Check out Zuboff’s book. In the mean time, I’m running errands looking like Trinity and you’ll have to take my word for it.

-Shiv

 

Comments

  1. Jazzlet says

    Nice to hear from you.

    Good for you and I’m glad that you found a proper good hair dresser. I never did which is why I haven’t had my hair cut in forty years, because the results of having it cut were always so awful – not just by my assessment either. I’m an aging not-really-a-hippy with whiting* long hair at least in part because I became too frightened of what the next hair dresser would do to my hair to try again. And I don’t have any other history making things worse, so I respect you greatly for keeping on trying.

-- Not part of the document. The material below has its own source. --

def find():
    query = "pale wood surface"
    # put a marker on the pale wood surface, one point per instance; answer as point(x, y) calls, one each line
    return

    * I seem to have missed the going grey bit, going straight to white hairs threaded through the still somewhat coloured hair.

  2. Prax says

    Welcome back!

    I transitioned a few years ago, and growing out my hair for the first time has been vastly more empowering than I expected it to be. Before I came out, I pretty much just shaved it every two months and tried not to think about it otherwise; now it’s one of the few parts of my body in which I take pride. Learning the rules for interracial hair care has been a trip, though. Apparently most of the folks with my hair type live in the Caribbean or Brazil.

  3. Silentbob says

    It’s good to hear from the unscraped original. Your writing has profoundly influenced me.

  4. Silentbob says

    In fact, when I think about, if I were asked what FTB blogs most changed my worldview – I would say Jey McCreight’s waaaaay back in the day…

    and Shiv.

  5. raz says

    (not to completely ignore the point about turning human experience to AI fodder, but it’s been driving me to despair lately, so to ignore it long enough to say something else:)

    Super, super felt about haircuts and the emotional importance of them. I haven’t always taken the best care of my hair and since I’ve grown it out, it has a tendency to split and knot incredibly hard… But I was also in that enforced-masculinity-through-mandatory-haircuts style of family as a kid. Last time a gf tried to help me with the ends, something about the combination of being sat on a wooden chair in a daylit sewing room and having someone go at my hair with scissors sent me into a panic attack, regardless of the fact I trust her and knew she wasn’t going to cut it any shorter than I wanted.

    Have since determined with other gf, though, that having her do maintenance on a side shave is OK and even a minor intimacy? Something in the difference of having sat down and said “do this to me” rather than being told “you need me to do this”.

  6. Siobhan says

    @6 Silentbob

    That’s such a nice thing to say, thank you :’)

    @7 raz

    Something in the difference of having sat down and said “do this to me” rather than being told “you need me to do this”.

    1000%. I think this time went so well because I was in the former situation too!